= Imprint (trade name) =

Trade name under which works are published

An imprint of a publisher is a trade name under which it publishes a work. A single publishing company may have multiple imprints, often using the different names as brands to market works to various demographic consumer segments.

== Description ==
An imprint of a publisher is a trade name—a name that a business uses for trading commercial products or services—under which a work is published. Imprints typically have a defining character or mission. In some cases, the diversity results from the takeover of smaller publishers (or parts of their business) by a larger company.

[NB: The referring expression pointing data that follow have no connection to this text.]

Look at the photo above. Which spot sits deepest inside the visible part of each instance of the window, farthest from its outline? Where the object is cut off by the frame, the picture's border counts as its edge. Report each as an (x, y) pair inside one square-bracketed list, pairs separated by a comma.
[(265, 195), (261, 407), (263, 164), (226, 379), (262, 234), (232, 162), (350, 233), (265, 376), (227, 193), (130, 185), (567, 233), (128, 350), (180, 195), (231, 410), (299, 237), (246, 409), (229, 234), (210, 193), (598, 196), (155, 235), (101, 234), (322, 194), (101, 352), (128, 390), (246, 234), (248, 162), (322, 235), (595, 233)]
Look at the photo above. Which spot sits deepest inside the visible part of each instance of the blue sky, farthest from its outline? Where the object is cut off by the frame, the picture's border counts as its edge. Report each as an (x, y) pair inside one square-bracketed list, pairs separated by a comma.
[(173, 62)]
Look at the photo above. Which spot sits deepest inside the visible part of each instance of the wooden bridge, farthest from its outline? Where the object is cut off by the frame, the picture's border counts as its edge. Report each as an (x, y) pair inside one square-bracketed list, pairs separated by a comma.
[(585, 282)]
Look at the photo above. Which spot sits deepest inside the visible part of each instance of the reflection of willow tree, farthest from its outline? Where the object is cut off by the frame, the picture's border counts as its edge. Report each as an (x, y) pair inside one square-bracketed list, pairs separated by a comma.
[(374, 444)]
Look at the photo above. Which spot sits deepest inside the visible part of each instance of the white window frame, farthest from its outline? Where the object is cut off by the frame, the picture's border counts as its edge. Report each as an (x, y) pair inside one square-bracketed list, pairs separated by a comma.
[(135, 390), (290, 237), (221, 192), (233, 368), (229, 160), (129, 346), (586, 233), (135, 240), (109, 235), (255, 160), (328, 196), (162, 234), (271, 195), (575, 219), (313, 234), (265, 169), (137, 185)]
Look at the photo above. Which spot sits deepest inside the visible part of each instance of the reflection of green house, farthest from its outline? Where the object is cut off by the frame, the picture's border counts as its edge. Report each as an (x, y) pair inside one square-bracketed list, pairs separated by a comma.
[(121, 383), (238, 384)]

In the video game industry, some game companies operate various publishing labels. Electronic Arts' (EA) 2008 CEO, John Riccitiello, stated that, with the establishment of Rockstar, Take-Two Interactive effectively invented the "label" corporate structure, which EA followed in 2008. This model has influenced rivals including Activision Blizzard, ZeniMax, Electronic Arts from 2008 to 2018, Warner Bros. Interactive, Embracer Group, and Koei Tecmo. Take-Two has had such models in place since 1997–1998. Take-Two is seen as "a game holding company with autonomous game publishing and development subsidiaries". Independently owned game publishers like Devolver Digital also use the word "label" to describe themselves.

== Use ==
A single publishing company may have multiple imprints, with the different imprints often used by the publisher to market works to different demographic consumer segments. For example, the objective of Viking—an imprint of the Penguin Group—is "[t]o publish a strictly limited list of good nonfiction, such as biography, history and works on contemporary affairs, and distinguished fiction with some claim to permanent importance rather than ephemeral popular interest".